Improving cache behavior with ldg()

What exactly is meant by https://juliagpu.github.io/CUDAnative.jl/stable/lib/device/array.html

that ldg “loads the value through the read-only texture cache for improved cache behavior” ?

The following is a memory bandwidth bound kernel that spends most of the execution time waiting on reads from global memory. It performs the same regardless of syntax ldg(in,I), or in[I]

using CuArrays, CUDAnative, BenchmarkTools
a = 10000;
b = 5000;
in = CuArrays.rand(a,b);
out = CuArrays.zeros(b);
function sum!(out,in)
  a = size(in,1)
  i = threadIdx().x + (blockIdx().x-1)*blockDim().x
  I = (i-Int32(1))*Int32(a)
  val = Float32(0)
  for j = 1:a
    I += 1
    @inbounds val += ldg(in,I)
    # @inbounds val += in[I]
  end
  @inbounds out[i] = val
  return nothing
end
@btime CuArrays.@sync @cuda threads=500 blocks=Int64(b/500) sum!(out,in)

Google for __ldg, it’s the same construct as from CUDA C.

It’s the same as using __restrict__ identifier in CUDA C/C++. You could read more about this topic in this post.

It makes no difference because the global memory accessing pattern in your kernel is non-coalescing, and in is rarely hit in L1 cache.

The block size(threads=500) also looks wired to me, CUDA blocks are split up into warps(32 threads), there are still 16 warps running concurrently per block even if you set the block size to 500.

They are not really related: restrict teaches the compiler that pointers do not alias, which (often in combination with const) might have it understand certain reads are from read-only memory and could be optimized as such. ldg bypasses any analysis and forces the hardware to read through the texture cache, which should only be used in the case of read-only memory.
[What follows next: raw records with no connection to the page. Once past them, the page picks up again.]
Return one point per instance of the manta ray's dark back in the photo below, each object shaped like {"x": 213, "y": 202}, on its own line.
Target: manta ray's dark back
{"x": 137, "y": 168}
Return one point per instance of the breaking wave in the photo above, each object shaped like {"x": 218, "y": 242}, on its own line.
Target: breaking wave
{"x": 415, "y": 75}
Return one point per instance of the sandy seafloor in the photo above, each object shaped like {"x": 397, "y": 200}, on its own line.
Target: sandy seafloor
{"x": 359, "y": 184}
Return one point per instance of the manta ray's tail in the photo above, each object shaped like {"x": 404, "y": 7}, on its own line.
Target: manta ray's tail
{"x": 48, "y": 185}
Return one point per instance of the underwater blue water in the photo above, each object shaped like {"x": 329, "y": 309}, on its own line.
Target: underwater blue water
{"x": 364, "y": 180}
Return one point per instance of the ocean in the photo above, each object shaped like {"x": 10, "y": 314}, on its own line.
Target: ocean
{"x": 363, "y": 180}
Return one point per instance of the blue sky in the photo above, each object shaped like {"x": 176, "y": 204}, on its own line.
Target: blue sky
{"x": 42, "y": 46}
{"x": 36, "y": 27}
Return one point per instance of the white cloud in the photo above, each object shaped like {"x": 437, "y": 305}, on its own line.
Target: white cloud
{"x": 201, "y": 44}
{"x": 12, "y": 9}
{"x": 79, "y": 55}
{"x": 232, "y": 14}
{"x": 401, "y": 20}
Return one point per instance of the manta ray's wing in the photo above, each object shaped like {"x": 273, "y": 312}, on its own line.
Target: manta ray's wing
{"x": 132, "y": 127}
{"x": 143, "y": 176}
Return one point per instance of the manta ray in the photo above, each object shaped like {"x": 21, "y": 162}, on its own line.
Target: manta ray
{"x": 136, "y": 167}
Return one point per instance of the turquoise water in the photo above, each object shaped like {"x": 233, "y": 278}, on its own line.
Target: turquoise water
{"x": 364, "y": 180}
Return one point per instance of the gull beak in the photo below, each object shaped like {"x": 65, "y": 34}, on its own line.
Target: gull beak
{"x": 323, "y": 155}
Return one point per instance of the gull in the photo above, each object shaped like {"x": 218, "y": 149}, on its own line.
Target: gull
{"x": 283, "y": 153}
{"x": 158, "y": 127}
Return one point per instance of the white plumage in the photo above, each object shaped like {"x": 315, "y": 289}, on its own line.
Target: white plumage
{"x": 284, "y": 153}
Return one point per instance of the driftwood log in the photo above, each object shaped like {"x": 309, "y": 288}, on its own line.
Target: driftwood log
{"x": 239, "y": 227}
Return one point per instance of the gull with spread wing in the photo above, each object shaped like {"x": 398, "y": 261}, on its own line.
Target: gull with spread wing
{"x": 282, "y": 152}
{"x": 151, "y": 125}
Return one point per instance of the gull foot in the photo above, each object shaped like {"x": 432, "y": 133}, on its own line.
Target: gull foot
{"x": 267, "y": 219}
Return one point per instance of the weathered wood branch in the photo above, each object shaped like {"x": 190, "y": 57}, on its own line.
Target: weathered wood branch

Using the latter with read-write memory will result in corruption, while you can safely tag such pointers restrict.

Do you have a source for that? IIUC these reads are never cached in L1, but in L2 or in the read-only data cache depending on the use of ldg. I’m also not sure what memory coalescing has to do with that.

Maybe I shouldn’t say “It’s the same”, as explained above, from a compiler’s perspective, they’re quite different. But what I really meant is that, from a user’s perspective, __restrict__ and ldg are just two alternative ways to enable read-only loads(ref: S0514-GTC2012-GPU-Performance-Analysis page 32). In this sense, they’re related. :slightly_smiling_face:

It performs the same regardless of syntax ldg(in,I) , or in[I]

It makes no difference because the global memory accessing pattern in your kernel is non-coalescing, and in is rarely hit in L1 cache.

IIUC these reads are never cached in L1, but in L2 or in the read-only data cache depending on the use of ldg . I’m also not sure what memory coalescing has to do with that.

Using read-only loads or not should not perform exactly the same, but it looks like the performance difference is ignorable as OP reported above. I think the reason is just like the scenarios described on S0514-GTC2012-GPU-Performance-Analysis page 44-45.

In the case of caching load(in[I] ), the bus utilization is 128/(N * 128); in the case of read-only load(ldg(in,I)), the bus utilization is 128/(N * 32). When N is quite large, the utilization difference can be ignored. The lower bus utilization means there are more “wasted” transactions which in turn affects the effective memory throughput.

That’s why I thought the main reason for the bad performance is due to the non-coalescing global memory accessing pattern rather than whether to use read-only cache or not.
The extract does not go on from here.